- Written by: Alexander Dow
- Original language: English
- Genre: Tragedy
- Setting: Ancient Egypt

Premiere
- Date premiered: 19 February 1774
- Place premiered: Theatre Royal, Drury Lane, London

= Sethona =

1774 play

Sethona is a 1774 tragedy by the British writer Alexander Dow. It is set in Ancient Egypt at a time when Menes is heir to the crown. The original Drury Lane cast included Spranger Barry as Serapis, Samuel Reddish as Menes, Francis Aickin as Amasis, James Aickin as Orus, John Hayman Packer as Otanes and Ann Street Barry as Sethona. The prologue was written by Richard Cumberland.

==Plot==

===Act 1===
In the temple of Osiris, Sethona, former fiancée of Menes, is distraught by Amasis usurping the Egyptian throne and potentially having killed Menes and Seraphis and trying to forcefully marry her. Orus, high priest of Osiris comforts her by telling her that a vision tells him that Egypt would be rightfully restored by Menes and his followers. Myrtaeus tries to comfort Sethona, but she persists. Orus warns Amasis for trying to make the nuptial happen when invasion from Ethiopia might be near, yet Amasis dismisses his supposed divine oracles. Amasis tries to woo Sethona, making many promises, but Sethona rejects his advances. Meanwhile, Menes is revealed to be alive and well in the temple, and he plans a scheme to take back Egypt from Amasis.

===Act 2===
At Sethona's apartment, Sethona meets Menes.
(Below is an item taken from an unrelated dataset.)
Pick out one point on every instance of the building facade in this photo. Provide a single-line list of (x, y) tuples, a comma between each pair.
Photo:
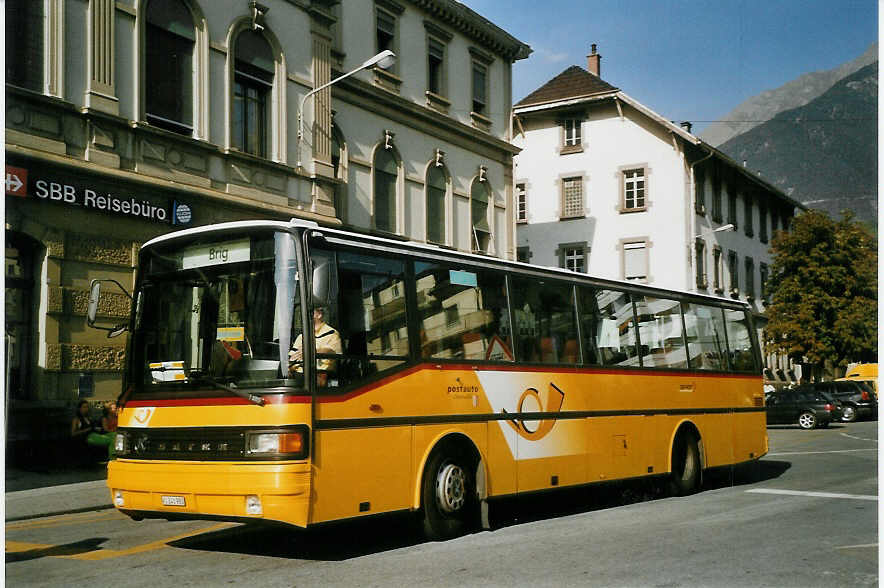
[(605, 185), (126, 119)]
Menes tells Sethona what happened, that when he was arrested during their wedding ceremony, he was against his will locked in a cell, but was rescued by Orus. Knowing it was an escape unknown to Amasis, Sethona tries to hide Menes, but he is almost caught by an officer. Otanes, having seen this, suggests to Menes to abandon Sethona to the king for a greater cause, the abolition of tyranny of Amasis and restoring Seraphis to the throne. Otanes also reveals that Seraphis, contrary to the rumours, is alive and well in Ethiopia. But Menes vehemently refuses the offer, and he is at risk of being executed. Otanes also suggests that Sethona marry Amasis, but she again refuses. She pledges to get Amasis to retract his execution order, but Amasis refuses. Soon, Amasis chooses to instead banish Menes from the palace.

===Act 3===
Back in Sethona's apartment, Menes is joined by Orus, who tries to proceed on his plan against Amasis during Amasis's nuptial ceremony. He is then joined by Seraphis. Seraphis soon meets Sethona and the two comforts each other and Seraphis tries to reveal his secrets to her. However, a sudden interruption by Amasis and Otanes breaks off the conversation. Amasis is soon informed by Myrtaeus of a revolt against him led by Menes and Amasis suspects the father of sethona was actually seraphis and is actually alive. Meanwhile, Sethona hears that Seraphis is slain during the conflict, which makes her worry that Menes is also slain, leading to her distress. Menes is rejoined with Sethona.

===Act 4===
In the catacombs, Seraphis is again revealed to be alive; however, mortally wounded. He is joined by Otanes, while Seraphis delivers his dying message. Seraphis is antagonized by Myrtaeus but he soon joins Seraphis's side. Seraphis is found by Sethona in a tomb and Seraphis reveals that when the rebellion succeeds he wish to make Menes the king of Egypt. While Sethona confesses her love of Menes, it is revealed by her father Seraphis that Menes is his son, which means he is her brother. Sethona faints from the shock that her love was incestuous this whole time. Sethona's heart grows cold after knowing the truth. However, she refuses to part ways with her father.

===Act 5===
Sethona, even after knowing the truth, lives happily ever after now that Amasis has been put away and Egypt being restored.

==Review==
Tobias Smollett, spoke negatively of the production saying while it was lavish enough, it was not enough to hide the defects in the plot.

==Bibliography==
- Nicoll, Allardyce. A History of English Drama 1660–1900: Volume III. Cambridge University Press, 2009.
- Hogan, C.B (ed.) The London Stage, 1660–1800: Volume V. Southern Illinois University Press, 1968.